Credit collection agencies have an annoying habit of harassing people on a daily basis. Harassment may include telephoning their home or cell phone several times throughout the day, mailing collection notices, or even threatening debtors with a lawsuit. Unfortunately, collection agencies are simply doing their job. Therefore, little can be done to stop their attempts at making contact. Still, being hounded by a credit collection agency is embarrassing. Some people have had to change their telephone numbers. In extreme cases, persons have even moved their residence in a last ditch effort to hide from creditors.
Rather than making changes to personal telephone numbers or finding a new place to live, persons owing money should try other approaches to calming creditors. There are tactics for dealing with a collection agency. Nonetheless, it will require work on your part. Consider the following tips for handling collection agencies.
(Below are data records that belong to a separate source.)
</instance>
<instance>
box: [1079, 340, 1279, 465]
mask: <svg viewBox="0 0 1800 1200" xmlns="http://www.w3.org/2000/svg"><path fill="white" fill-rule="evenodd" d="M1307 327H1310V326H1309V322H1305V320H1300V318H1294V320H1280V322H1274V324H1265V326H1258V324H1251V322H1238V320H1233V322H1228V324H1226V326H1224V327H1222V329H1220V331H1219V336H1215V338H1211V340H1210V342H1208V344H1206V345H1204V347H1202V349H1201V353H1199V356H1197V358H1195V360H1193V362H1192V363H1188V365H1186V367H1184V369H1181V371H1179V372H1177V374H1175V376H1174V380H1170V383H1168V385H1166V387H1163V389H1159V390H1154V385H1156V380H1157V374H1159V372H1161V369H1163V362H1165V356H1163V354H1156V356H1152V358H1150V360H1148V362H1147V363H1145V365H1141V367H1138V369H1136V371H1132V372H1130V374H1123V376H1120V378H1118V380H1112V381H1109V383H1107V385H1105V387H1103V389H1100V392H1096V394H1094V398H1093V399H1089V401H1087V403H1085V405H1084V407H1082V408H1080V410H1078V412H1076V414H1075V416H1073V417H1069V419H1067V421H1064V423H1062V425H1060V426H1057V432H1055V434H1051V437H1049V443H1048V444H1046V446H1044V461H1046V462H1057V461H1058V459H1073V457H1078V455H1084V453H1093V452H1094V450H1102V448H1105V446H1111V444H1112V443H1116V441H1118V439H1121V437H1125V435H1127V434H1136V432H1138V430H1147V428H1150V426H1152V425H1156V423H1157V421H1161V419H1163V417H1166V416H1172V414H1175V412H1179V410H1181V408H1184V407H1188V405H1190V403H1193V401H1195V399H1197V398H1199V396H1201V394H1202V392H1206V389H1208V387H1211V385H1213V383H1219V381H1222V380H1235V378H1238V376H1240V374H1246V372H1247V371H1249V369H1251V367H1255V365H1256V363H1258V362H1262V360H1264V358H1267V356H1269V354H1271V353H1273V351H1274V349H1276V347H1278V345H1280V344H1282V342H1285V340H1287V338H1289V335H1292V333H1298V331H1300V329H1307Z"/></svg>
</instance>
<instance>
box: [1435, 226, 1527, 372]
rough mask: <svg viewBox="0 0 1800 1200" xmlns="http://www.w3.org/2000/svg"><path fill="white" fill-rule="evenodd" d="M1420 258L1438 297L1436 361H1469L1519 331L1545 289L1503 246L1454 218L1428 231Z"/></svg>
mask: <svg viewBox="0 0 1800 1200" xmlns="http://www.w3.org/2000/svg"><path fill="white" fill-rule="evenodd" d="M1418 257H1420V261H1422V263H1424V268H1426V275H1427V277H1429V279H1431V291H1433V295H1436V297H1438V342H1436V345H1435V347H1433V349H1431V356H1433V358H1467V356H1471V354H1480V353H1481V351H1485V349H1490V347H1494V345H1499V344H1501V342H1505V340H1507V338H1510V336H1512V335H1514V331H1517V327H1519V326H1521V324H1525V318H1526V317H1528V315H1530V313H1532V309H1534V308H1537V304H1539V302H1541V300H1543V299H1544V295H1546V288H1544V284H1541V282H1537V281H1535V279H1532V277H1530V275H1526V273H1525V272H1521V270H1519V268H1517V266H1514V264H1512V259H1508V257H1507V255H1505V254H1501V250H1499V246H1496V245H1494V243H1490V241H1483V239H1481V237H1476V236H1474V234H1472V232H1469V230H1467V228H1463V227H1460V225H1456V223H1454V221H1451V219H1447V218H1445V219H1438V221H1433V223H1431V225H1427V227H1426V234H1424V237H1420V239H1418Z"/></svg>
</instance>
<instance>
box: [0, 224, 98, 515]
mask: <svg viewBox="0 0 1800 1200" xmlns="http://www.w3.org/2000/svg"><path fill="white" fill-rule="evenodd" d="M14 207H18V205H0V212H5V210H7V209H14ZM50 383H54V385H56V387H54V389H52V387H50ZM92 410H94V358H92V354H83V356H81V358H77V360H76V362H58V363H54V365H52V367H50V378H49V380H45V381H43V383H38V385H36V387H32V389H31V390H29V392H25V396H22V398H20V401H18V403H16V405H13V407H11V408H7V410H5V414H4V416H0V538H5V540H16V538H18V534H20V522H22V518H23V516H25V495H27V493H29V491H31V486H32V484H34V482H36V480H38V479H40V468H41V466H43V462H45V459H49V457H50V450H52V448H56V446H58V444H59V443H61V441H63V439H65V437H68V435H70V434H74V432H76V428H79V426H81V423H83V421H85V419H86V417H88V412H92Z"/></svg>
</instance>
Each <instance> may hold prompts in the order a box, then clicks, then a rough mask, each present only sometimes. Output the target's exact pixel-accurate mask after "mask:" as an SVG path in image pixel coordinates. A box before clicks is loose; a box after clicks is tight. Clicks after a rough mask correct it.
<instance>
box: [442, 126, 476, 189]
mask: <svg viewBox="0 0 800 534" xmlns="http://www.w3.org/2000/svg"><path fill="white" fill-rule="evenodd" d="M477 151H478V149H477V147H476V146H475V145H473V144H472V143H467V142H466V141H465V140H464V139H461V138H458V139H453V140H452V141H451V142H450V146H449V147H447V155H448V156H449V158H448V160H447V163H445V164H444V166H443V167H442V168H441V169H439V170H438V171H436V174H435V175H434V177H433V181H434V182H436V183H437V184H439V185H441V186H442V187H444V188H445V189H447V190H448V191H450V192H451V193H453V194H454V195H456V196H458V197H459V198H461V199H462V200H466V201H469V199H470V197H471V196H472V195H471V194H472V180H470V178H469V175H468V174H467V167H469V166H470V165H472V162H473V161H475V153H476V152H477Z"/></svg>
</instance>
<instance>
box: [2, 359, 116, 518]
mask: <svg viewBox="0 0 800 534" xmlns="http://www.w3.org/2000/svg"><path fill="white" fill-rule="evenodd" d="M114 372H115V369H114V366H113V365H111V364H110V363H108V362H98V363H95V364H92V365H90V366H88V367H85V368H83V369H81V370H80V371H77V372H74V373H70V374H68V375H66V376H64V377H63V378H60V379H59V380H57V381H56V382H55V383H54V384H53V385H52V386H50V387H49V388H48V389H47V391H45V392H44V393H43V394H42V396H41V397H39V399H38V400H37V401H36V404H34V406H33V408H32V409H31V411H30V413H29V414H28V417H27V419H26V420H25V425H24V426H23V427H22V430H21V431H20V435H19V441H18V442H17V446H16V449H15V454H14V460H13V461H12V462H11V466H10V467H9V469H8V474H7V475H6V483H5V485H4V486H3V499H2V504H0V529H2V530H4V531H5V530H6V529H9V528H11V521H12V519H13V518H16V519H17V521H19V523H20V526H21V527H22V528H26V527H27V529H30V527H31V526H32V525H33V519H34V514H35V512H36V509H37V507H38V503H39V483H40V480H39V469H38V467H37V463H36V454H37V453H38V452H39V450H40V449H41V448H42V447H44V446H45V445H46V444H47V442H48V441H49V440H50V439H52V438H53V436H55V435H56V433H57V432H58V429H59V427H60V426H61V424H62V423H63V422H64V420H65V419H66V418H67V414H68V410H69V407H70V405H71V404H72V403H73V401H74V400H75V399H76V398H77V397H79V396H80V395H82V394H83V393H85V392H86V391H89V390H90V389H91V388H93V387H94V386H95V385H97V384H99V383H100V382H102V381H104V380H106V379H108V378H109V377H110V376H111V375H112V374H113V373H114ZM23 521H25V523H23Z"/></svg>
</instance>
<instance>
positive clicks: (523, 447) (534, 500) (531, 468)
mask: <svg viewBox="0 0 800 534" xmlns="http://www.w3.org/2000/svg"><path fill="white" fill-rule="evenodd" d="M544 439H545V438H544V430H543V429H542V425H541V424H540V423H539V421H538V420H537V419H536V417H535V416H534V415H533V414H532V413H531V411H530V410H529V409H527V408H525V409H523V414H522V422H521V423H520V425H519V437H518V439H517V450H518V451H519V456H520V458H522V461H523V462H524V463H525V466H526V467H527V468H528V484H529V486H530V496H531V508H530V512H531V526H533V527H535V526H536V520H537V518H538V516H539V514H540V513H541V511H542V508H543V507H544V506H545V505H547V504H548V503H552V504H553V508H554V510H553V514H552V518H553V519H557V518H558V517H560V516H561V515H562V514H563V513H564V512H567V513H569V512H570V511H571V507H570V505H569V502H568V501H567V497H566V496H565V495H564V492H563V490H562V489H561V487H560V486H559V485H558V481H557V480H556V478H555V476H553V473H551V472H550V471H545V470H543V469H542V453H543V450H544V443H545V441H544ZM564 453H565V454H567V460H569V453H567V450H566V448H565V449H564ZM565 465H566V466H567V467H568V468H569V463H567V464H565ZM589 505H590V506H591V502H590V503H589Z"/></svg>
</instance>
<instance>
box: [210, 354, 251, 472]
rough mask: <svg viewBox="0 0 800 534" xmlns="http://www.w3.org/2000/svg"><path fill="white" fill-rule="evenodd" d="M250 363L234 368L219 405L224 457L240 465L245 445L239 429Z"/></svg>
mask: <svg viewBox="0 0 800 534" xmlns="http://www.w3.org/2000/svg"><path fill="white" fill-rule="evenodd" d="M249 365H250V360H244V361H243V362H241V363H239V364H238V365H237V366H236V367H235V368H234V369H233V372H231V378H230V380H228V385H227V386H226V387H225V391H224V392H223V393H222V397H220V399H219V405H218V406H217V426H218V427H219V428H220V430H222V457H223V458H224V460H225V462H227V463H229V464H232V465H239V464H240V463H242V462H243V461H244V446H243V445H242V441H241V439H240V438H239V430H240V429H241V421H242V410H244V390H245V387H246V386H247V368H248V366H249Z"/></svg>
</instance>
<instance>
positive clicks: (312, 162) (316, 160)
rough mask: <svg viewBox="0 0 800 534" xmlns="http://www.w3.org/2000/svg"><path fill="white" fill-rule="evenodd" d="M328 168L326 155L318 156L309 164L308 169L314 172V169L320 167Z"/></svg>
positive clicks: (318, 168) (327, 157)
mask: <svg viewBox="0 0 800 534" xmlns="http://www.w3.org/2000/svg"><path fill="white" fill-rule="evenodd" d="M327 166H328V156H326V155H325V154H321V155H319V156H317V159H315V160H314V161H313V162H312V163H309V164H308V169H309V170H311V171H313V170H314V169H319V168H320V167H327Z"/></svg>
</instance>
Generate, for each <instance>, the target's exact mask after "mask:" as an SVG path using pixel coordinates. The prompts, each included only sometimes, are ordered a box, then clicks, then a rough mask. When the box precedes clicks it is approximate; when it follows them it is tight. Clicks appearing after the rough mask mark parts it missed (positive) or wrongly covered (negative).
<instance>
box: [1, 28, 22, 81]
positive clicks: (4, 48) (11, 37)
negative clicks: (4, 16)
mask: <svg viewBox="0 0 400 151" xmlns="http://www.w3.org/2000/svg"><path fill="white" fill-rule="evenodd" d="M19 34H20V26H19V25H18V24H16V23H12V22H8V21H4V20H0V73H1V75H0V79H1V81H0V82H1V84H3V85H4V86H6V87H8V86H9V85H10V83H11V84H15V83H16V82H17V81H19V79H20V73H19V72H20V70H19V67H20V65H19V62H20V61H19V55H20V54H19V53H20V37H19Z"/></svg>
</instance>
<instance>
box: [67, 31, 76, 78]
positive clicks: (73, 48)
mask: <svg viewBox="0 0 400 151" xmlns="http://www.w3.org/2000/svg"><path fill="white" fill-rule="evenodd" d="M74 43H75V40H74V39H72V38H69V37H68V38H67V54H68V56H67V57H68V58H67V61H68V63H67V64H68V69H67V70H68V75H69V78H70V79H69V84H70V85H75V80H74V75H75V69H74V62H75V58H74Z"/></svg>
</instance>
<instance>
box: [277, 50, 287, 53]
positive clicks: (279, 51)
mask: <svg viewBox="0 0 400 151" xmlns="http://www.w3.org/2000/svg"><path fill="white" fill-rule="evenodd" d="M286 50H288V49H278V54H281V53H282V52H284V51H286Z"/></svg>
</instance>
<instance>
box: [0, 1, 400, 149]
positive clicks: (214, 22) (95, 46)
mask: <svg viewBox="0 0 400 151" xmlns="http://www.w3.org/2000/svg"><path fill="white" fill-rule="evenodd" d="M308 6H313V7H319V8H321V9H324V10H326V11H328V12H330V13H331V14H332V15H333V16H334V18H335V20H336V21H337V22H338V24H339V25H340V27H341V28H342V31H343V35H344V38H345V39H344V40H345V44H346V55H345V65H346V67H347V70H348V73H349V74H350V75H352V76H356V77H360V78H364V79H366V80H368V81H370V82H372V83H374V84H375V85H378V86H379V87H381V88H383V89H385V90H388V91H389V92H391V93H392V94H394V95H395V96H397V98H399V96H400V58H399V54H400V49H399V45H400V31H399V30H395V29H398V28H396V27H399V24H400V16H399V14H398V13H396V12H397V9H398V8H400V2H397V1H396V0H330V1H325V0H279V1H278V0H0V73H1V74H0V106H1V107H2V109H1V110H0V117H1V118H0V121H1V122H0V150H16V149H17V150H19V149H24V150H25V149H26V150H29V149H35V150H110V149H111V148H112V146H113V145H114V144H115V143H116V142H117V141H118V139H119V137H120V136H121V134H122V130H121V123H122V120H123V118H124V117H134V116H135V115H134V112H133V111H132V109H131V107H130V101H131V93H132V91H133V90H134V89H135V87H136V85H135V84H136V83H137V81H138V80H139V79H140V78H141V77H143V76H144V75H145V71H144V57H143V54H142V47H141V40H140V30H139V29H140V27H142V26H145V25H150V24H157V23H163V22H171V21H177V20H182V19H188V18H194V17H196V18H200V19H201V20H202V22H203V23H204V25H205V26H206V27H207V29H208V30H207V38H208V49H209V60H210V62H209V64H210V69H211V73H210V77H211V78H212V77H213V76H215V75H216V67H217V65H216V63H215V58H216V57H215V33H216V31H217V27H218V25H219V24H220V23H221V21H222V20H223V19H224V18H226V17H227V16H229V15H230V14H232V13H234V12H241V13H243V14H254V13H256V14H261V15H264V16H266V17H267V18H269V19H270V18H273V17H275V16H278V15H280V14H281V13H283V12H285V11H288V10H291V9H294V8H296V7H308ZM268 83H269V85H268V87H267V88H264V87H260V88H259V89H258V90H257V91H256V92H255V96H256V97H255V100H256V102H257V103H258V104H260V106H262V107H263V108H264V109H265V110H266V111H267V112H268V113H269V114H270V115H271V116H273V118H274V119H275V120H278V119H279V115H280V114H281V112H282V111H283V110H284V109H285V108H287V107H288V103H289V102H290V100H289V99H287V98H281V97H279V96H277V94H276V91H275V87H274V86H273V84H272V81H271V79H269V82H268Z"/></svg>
Stop Avoiding Phone Calls: Even if you do not have the money owed to a collection agency, avoiding the phone calls or correspondents will not make the problem go away. If anything, collection agencies will intensify their efforts. By intensifying, you can expect upwards to ten phone calls and messages daily. However, if you speak to a representative and arrange a payment plan, you alleviate the annoying calls. Of course, if you do not live up to your end of the bargain, the phone call will begins again.
Establish a Payment Plan: Some collection agencies are flexible. As long as a debtor pays something toward the debt, this is generally enough to ease harassment. For this matter, consider making small payments every week. If possible, arrange for the collection agency to automatically withdraw weekly or monthly payments. Regardless of how much is owed, the collection agency can only withdraw authorized amounts.
Look into Claim: Often times, people will complain of collection agencies harassing them for money not owed. If this happens, ask the debt collection agency to provide proof of the debt. By law, alleged debtors are entitled to this information. If the agency cannot provide proof, they are required to cease collection on the account.
Maintain Accurate Records: When repaying a debt or investigating a claim, keep copies of all paperwork. Paperwork may consist of copies of all checks written, money order receipts, and copies of all attorney letters sent to the agency. Copies are useful if the collection agency does not credit a payment or denies receiving any correspondents.